Старый сребролюбец отошел от окна, сел в кресло как раз против меня, и пристально поглядел на меня с тяжелою, лукавою усмешкой.
— Нет, вы не так ловки в адвокатуре, как я полагал, мисс Клак, — задумчиво проговорил он, — вы не умеете в пору кончить.
— Боюсь, что я не совсем понимаю вас, мистер Брофф, — скромно сказала я.
— Неподходящее дело, мисс Клак, — на этот раз, право, не подходящее. Франклин Блек, как вам хорошо известно, первый любимец мой. Но не в том дело. Извольте, я в этом случае согласен с вашим взглядом. Вы совершенно правы, сударыня. Я подозревал мистера Абльвайта в силу тех обстоятельств, которые, отвлеченно говоря, оправдывают подозрения, и относительно мистера Блека. Очень хорошо, заподозрим и его.
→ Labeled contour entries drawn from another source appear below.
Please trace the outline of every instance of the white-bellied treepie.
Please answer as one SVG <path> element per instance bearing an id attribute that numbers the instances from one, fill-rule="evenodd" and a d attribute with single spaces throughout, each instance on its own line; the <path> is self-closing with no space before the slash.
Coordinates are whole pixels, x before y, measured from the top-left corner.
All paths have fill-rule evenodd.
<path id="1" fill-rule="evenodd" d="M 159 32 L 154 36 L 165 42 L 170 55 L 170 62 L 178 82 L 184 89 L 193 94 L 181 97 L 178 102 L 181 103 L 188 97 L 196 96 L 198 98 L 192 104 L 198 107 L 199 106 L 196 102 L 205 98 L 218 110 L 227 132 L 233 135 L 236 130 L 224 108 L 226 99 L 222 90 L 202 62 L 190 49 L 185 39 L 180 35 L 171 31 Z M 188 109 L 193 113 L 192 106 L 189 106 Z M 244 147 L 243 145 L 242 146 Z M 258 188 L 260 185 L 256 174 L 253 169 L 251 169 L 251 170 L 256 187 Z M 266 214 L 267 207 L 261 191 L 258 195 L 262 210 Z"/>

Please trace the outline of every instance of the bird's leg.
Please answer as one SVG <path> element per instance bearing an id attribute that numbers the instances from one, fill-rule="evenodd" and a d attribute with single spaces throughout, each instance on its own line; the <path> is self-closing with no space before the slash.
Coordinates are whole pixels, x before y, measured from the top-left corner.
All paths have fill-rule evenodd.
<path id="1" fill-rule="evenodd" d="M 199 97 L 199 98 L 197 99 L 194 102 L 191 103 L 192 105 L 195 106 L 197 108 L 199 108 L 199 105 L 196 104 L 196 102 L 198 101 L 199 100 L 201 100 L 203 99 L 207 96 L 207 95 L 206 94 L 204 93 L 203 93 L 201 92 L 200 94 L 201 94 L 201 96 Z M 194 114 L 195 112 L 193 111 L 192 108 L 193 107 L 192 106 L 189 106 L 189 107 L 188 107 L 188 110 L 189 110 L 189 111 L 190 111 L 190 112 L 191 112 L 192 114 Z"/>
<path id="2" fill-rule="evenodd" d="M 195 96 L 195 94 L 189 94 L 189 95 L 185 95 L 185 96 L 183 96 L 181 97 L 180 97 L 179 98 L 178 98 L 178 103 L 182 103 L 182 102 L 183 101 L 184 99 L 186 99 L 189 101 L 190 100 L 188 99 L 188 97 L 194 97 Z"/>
Скажем, что это в его характере, — он в состоянии украсть Лунный камень. Я спрашиваю только, выгодно ли это было для него?
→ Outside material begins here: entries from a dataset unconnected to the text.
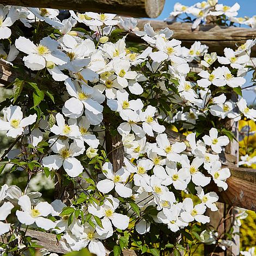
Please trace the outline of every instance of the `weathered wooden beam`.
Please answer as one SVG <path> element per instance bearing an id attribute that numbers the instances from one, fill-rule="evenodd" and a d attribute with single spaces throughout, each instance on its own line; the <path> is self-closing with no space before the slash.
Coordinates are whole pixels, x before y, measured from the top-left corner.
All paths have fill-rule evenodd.
<path id="1" fill-rule="evenodd" d="M 256 211 L 256 169 L 228 168 L 231 176 L 227 180 L 228 189 L 221 192 L 218 192 L 217 188 L 214 189 L 220 197 L 220 201 L 233 206 Z"/>
<path id="2" fill-rule="evenodd" d="M 25 229 L 23 229 L 25 230 Z M 49 252 L 57 253 L 67 253 L 70 251 L 65 245 L 65 242 L 62 239 L 59 241 L 56 239 L 56 235 L 54 234 L 46 233 L 40 231 L 28 229 L 26 235 L 31 236 L 36 244 L 42 246 L 42 248 L 48 250 Z M 106 256 L 108 255 L 110 252 L 106 250 Z M 136 256 L 134 251 L 124 249 L 123 251 L 124 256 Z"/>
<path id="3" fill-rule="evenodd" d="M 169 28 L 174 33 L 173 38 L 182 41 L 184 46 L 190 47 L 195 41 L 200 41 L 209 46 L 209 52 L 216 52 L 219 54 L 223 54 L 225 47 L 235 48 L 256 36 L 256 29 L 200 25 L 192 31 L 191 23 L 187 22 L 168 24 L 162 21 L 138 19 L 138 27 L 142 30 L 147 23 L 150 23 L 156 31 Z M 256 57 L 256 46 L 252 49 L 251 56 Z"/>
<path id="4" fill-rule="evenodd" d="M 2 0 L 1 4 L 156 18 L 162 13 L 164 2 L 165 0 Z"/>

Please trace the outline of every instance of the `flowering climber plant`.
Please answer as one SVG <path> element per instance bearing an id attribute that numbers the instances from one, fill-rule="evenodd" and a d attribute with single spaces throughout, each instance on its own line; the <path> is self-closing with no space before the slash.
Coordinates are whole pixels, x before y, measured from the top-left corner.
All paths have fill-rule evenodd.
<path id="1" fill-rule="evenodd" d="M 4 255 L 36 247 L 31 228 L 55 234 L 68 251 L 88 247 L 97 256 L 125 248 L 178 255 L 187 240 L 202 242 L 206 208 L 217 210 L 212 188 L 227 190 L 230 175 L 221 162 L 234 138 L 225 124 L 256 118 L 241 90 L 255 40 L 217 56 L 200 42 L 182 47 L 168 28 L 139 31 L 133 18 L 70 11 L 60 21 L 57 10 L 0 9 L 17 15 L 0 29 L 2 39 L 9 27 L 17 31 L 3 41 L 4 52 L 15 45 L 23 62 L 7 59 L 19 75 L 1 103 L 0 130 L 15 140 L 0 171 L 26 180 L 0 191 Z M 233 17 L 236 9 L 211 11 Z M 192 61 L 202 61 L 198 75 Z M 171 130 L 186 139 L 174 141 Z M 39 175 L 55 179 L 57 200 L 33 191 Z"/>

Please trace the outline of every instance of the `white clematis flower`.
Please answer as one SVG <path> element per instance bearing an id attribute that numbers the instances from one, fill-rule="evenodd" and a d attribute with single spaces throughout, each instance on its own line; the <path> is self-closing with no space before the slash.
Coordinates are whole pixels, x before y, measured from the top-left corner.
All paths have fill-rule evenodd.
<path id="1" fill-rule="evenodd" d="M 11 209 L 14 208 L 14 205 L 11 203 L 9 202 L 4 202 L 0 206 L 0 221 L 5 221 L 7 216 L 11 213 Z M 5 223 L 0 221 L 0 235 L 9 232 L 10 227 L 10 223 Z"/>
<path id="2" fill-rule="evenodd" d="M 50 36 L 43 38 L 37 45 L 23 36 L 20 36 L 15 41 L 16 47 L 28 54 L 23 58 L 23 60 L 25 65 L 32 70 L 45 68 L 47 62 L 58 65 L 66 63 L 68 58 L 58 49 L 58 42 Z"/>
<path id="3" fill-rule="evenodd" d="M 72 97 L 65 102 L 63 114 L 71 118 L 77 118 L 84 112 L 92 124 L 99 124 L 103 118 L 103 106 L 100 104 L 104 101 L 105 96 L 87 84 L 82 83 L 80 86 L 77 81 L 71 78 L 67 79 L 65 84 Z"/>
<path id="4" fill-rule="evenodd" d="M 199 198 L 202 204 L 204 204 L 208 208 L 210 208 L 212 211 L 218 210 L 215 203 L 218 201 L 218 196 L 215 192 L 210 192 L 205 194 L 201 187 L 196 187 L 196 189 L 197 191 L 197 196 Z"/>
<path id="5" fill-rule="evenodd" d="M 88 211 L 90 214 L 99 218 L 103 217 L 101 221 L 103 228 L 97 226 L 96 227 L 96 230 L 100 235 L 107 233 L 107 237 L 111 236 L 113 234 L 112 224 L 114 227 L 122 230 L 128 227 L 129 217 L 115 212 L 119 205 L 119 200 L 113 197 L 112 196 L 109 195 L 104 200 L 102 205 L 99 206 L 96 204 L 89 205 Z"/>
<path id="6" fill-rule="evenodd" d="M 29 198 L 27 195 L 22 196 L 18 201 L 22 211 L 17 210 L 16 215 L 19 221 L 26 225 L 31 225 L 35 222 L 39 228 L 48 230 L 55 227 L 55 223 L 45 217 L 49 215 L 52 206 L 46 202 L 40 202 L 32 208 Z"/>
<path id="7" fill-rule="evenodd" d="M 56 125 L 51 128 L 51 131 L 56 135 L 66 136 L 71 139 L 76 139 L 80 136 L 79 128 L 76 124 L 71 125 L 66 124 L 63 117 L 60 113 L 57 113 L 56 116 Z"/>
<path id="8" fill-rule="evenodd" d="M 229 139 L 226 136 L 218 137 L 218 131 L 216 128 L 212 128 L 209 131 L 209 135 L 205 135 L 203 137 L 204 143 L 211 146 L 211 149 L 217 154 L 222 150 L 222 147 L 226 146 L 229 143 Z"/>
<path id="9" fill-rule="evenodd" d="M 132 195 L 132 190 L 124 184 L 130 175 L 129 172 L 122 167 L 113 173 L 112 164 L 109 162 L 104 163 L 102 168 L 103 174 L 107 179 L 97 182 L 97 188 L 100 192 L 107 193 L 114 187 L 115 191 L 120 197 L 129 197 Z"/>
<path id="10" fill-rule="evenodd" d="M 83 166 L 75 156 L 82 154 L 84 148 L 79 147 L 76 142 L 69 145 L 68 140 L 51 139 L 51 149 L 57 155 L 52 155 L 42 159 L 42 165 L 45 167 L 54 170 L 59 169 L 62 166 L 70 177 L 77 177 L 83 170 Z"/>
<path id="11" fill-rule="evenodd" d="M 240 99 L 237 105 L 239 111 L 243 114 L 245 117 L 253 121 L 256 120 L 256 110 L 253 108 L 249 108 L 246 100 L 243 98 Z"/>
<path id="12" fill-rule="evenodd" d="M 222 169 L 221 162 L 218 161 L 212 164 L 210 173 L 214 178 L 214 182 L 218 187 L 222 187 L 224 190 L 228 188 L 228 184 L 225 182 L 225 181 L 231 175 L 228 168 Z"/>
<path id="13" fill-rule="evenodd" d="M 191 198 L 187 198 L 183 201 L 184 211 L 181 212 L 181 216 L 186 222 L 191 222 L 194 220 L 205 224 L 210 222 L 210 218 L 203 215 L 206 207 L 203 204 L 197 204 L 194 207 Z"/>
<path id="14" fill-rule="evenodd" d="M 15 7 L 10 9 L 8 7 L 0 5 L 0 39 L 9 38 L 11 34 L 10 27 L 19 17 L 19 12 Z"/>
<path id="15" fill-rule="evenodd" d="M 163 125 L 160 125 L 156 120 L 156 112 L 155 107 L 148 106 L 144 112 L 141 112 L 139 116 L 142 121 L 142 128 L 145 132 L 150 136 L 154 136 L 153 131 L 157 133 L 162 133 L 166 130 Z"/>
<path id="16" fill-rule="evenodd" d="M 26 127 L 35 122 L 36 114 L 29 115 L 23 118 L 21 108 L 10 105 L 3 109 L 3 119 L 0 119 L 0 130 L 8 131 L 7 136 L 16 138 L 21 135 Z"/>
— Долги мистера Франклина Блека, — заметила я, — дело известное всему семейству.
— А долги мистера Годфрея Абльвайта не достигли еще такой степени развития. Совершенно справедливо. Но в теории вашей, мисс Клак, встречаются два затруднения. Я заведую делами Франклина Блека и прошу позволения сообщить вам, что огромное большинство его кредиторов (зная богатство его отца) очень охотно ждет уплаты, причисляя проценты к сумме. Вот первое затруднение, — и довольно тяжеловесное. А другое, увидите, еще тяжелее. Мне известно из уст самой леди Вериндер, что перед самым исчезновением этого адского индийского алмаза, дочь ее готовилась выйти замуж за Франклина Блека. Она завлекла его и оттолкнула потом по кокетству молодой девушки. Но все-таки она успела признаться матери, что любит кузена Франклина, а мать посвятила кузена Франклина в эту тайну. И вот он пребывает, мисс Клак, в уверенности, что кредиторы терпеливы, и в надежде жениться на богатой наследнице. Считайте его мошенником, сколько угодно, только скажите на милость, зачем же ему красть-то Лунный камень?
— Сердце человеческое неисповедимо, — сказала я с кротостью, — кто в него проникнет?
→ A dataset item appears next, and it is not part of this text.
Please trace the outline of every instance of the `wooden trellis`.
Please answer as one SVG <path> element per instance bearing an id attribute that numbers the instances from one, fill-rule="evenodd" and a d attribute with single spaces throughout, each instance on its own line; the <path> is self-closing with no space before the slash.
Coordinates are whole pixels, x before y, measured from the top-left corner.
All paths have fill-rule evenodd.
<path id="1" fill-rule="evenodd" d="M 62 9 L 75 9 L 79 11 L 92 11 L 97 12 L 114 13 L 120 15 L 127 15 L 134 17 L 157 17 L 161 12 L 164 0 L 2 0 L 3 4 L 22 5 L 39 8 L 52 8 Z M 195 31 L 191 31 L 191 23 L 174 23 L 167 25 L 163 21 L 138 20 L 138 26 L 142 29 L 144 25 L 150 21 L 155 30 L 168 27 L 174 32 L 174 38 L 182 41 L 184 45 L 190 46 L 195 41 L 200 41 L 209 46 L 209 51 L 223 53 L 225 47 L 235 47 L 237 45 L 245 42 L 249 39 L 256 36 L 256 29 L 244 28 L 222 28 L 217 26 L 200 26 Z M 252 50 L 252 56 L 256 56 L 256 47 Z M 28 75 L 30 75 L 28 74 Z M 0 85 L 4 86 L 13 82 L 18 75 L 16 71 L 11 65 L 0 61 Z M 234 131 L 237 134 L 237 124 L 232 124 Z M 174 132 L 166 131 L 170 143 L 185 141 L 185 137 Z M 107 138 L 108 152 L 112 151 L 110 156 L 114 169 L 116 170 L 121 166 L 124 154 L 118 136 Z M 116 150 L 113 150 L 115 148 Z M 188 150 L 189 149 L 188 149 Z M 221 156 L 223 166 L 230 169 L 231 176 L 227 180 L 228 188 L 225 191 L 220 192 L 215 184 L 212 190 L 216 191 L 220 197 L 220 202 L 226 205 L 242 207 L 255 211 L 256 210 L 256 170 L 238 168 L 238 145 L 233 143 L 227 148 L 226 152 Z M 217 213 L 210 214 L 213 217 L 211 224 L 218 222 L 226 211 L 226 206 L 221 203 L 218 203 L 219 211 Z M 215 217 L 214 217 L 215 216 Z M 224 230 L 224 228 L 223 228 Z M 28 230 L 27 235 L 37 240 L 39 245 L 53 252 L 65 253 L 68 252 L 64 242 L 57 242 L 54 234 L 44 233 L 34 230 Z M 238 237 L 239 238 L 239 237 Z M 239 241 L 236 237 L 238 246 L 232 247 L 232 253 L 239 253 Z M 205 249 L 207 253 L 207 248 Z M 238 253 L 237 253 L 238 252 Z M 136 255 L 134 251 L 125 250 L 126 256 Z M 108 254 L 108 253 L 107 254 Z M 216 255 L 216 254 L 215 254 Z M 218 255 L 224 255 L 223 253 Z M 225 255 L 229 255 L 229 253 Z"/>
— То есть, другими словами, сударыня: хотя не было никакой надобности красть алмаз, он тем не менее взял его по врожденной испорченности. Очень хорошо. Положим так. За коим же чертом…
— Извините меня, мистер Брофф. Когда при мне упоминают о черте в таком смысле, мне следует уйти.
— Меня извините, мисс Клак, я постараюсь вперед быть поразборчивей в выражениях. Я только одно хотел спросить. Зачем бы Франклину Блеку, — предположив даже, что он взял алмаз, — становиться во главе всех домашних для розысков? Вы можете сказать, что он употребил хитрость для отвлечения от себя подозрений. Но я отвечу, что ему не было нужды отвлекать подозрения, так как никто его не подозревал. Итак, он сначала крадет Лунный камень (без малейшей надобности) по врожденной испорченности, а потом вследствие пропажи камня играет роль, вовсе не нужную и доводящую его до смертельного оскорбления молодой особы, которая иначе вышла бы за него замуж. Вот какой чудовищный тезис вы принуждены защищать, если попытаетесь связать пропажу Лунного камня с Франклином Блеком. Нет, нет, мисс Клак! После всего оказанного сегодня между нами, узелок затянут наглухо. Невинность мисс Рэйчел (как известно ее матери и мне) вне сомнений. Невинность мистера Абльвайта также бесспорна, — иначе мисс Рэйчел не свидетельствовала бы об ней. А невинность Франклина Блека, как видите, неопровержимо говорит сама за себя. С одной стороны мы нравственно уверены во всем этом. А с другой стороны, мы равно уверены в том, что кто-нибудь да привез же Лунный камень в Лондон, и что в настоящее время он в руках мистера Локера или его банкира. К чему же ведет моя опытность, к чему привела бы чья бы то ни было опытность в подобном деле? Она сбивает с толку и меня, и вас, и всех.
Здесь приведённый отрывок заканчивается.